It would appear that the US and UK are currently engaging some kind of a cyber war with Russia.
Or, I should say, the respective security agencies are doing this.
The network infrastructure in all three of these countries leaves a lot to be desired, so the citizens of each state could well question why their Governments are investing money in derailing this infrastructure, and to the benefit of whom, exactly?
In short, we don’t particularly need a cyber war to take out the crumbling internet infrastructure in Britain, Russia or the USA. Years of systematic and systemic failure to invest in the most obvious universally beneficial technical development in modern memory likely did plenty on its own, before a digital stone has even been thrown.
Digitally speaking, we all live in glass houses. Hurling rocks around appears to be a particularly bad idea.

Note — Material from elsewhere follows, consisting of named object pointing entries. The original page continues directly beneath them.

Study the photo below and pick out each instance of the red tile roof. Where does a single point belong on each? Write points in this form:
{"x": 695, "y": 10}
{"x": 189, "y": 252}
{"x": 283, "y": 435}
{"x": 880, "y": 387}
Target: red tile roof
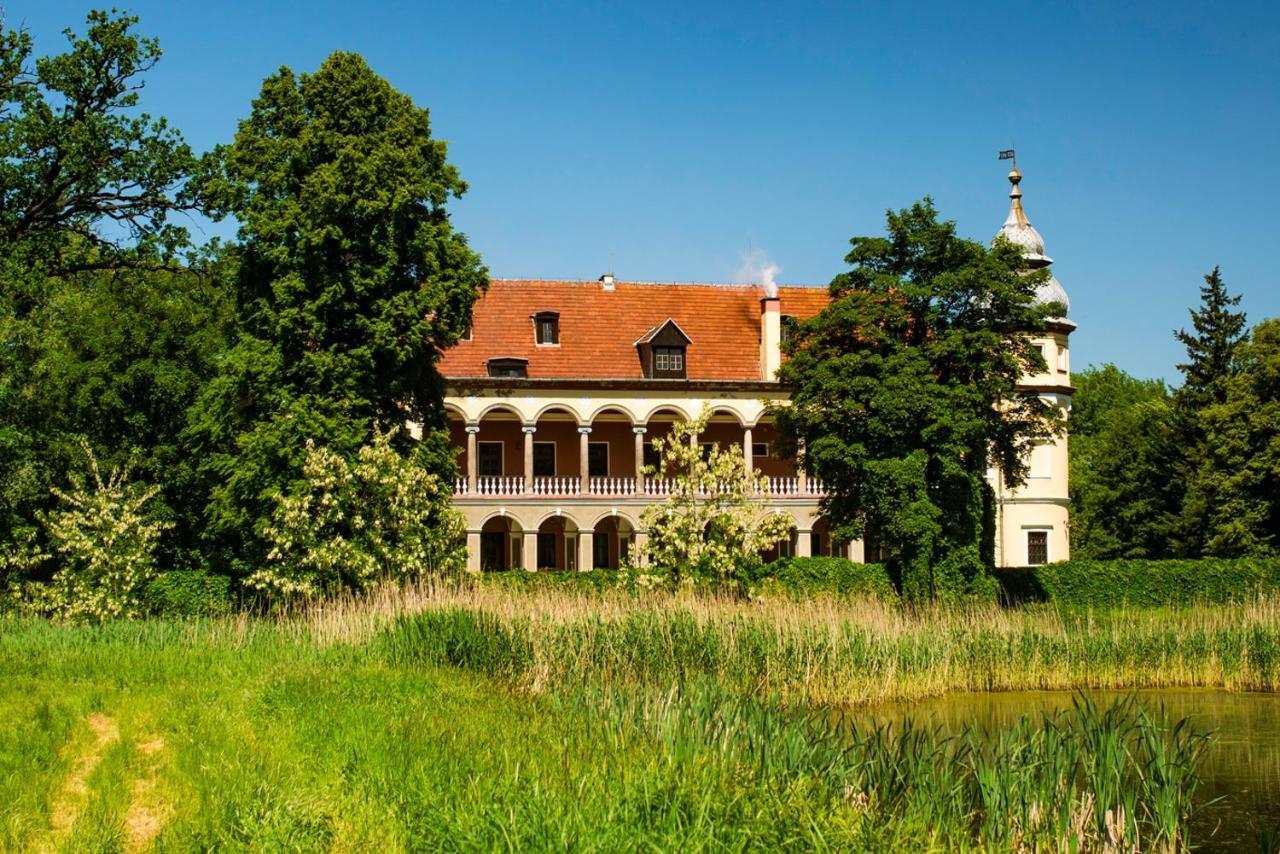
{"x": 598, "y": 328}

Imagine if just a small percentage of the money being spent on ancient technologies – before we get into the budgets being piled into state sanctioned packet sniffing and lurking on other country’s networks – were put into providing fibre to the premises broadband to every household and business in each of the UK, USA and Russia.

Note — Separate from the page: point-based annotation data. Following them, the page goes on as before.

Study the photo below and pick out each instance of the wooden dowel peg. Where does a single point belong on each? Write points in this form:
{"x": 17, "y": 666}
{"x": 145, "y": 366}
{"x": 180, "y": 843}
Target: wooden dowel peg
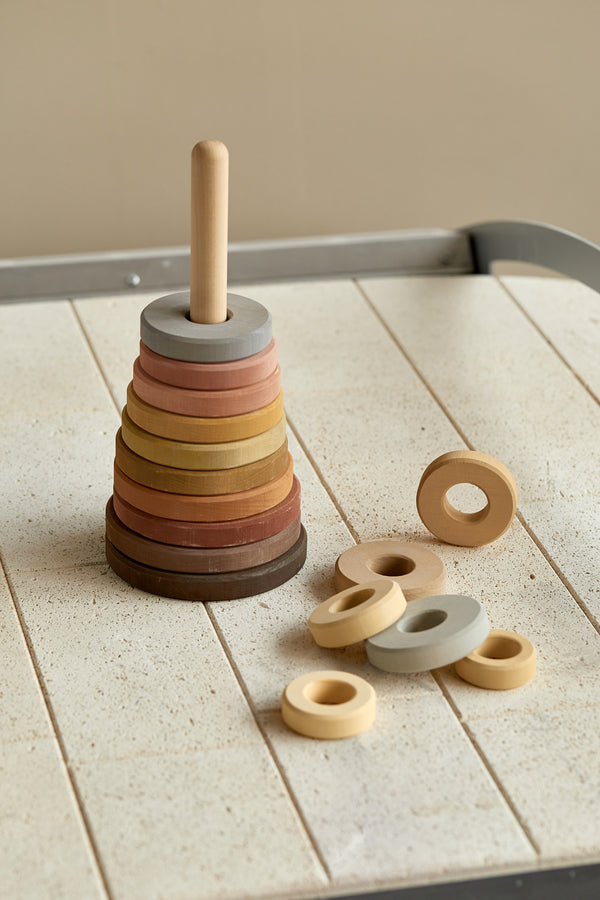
{"x": 208, "y": 249}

Imagine the real, tangible, benefit this could have for every man, woman and child in each of these three countries.
Imagine the opportunities for trade this would open up to businesses in each of those three countries.
When the citizens and business owners of each country starts to do these maths, they may well question if their Governments are prioritising correctly.
Ordinary working people and business people alike may wonder if, instead of paying for cyber wars, perhaps their Governments might start providing more than simply basic network infrastructure in the first place.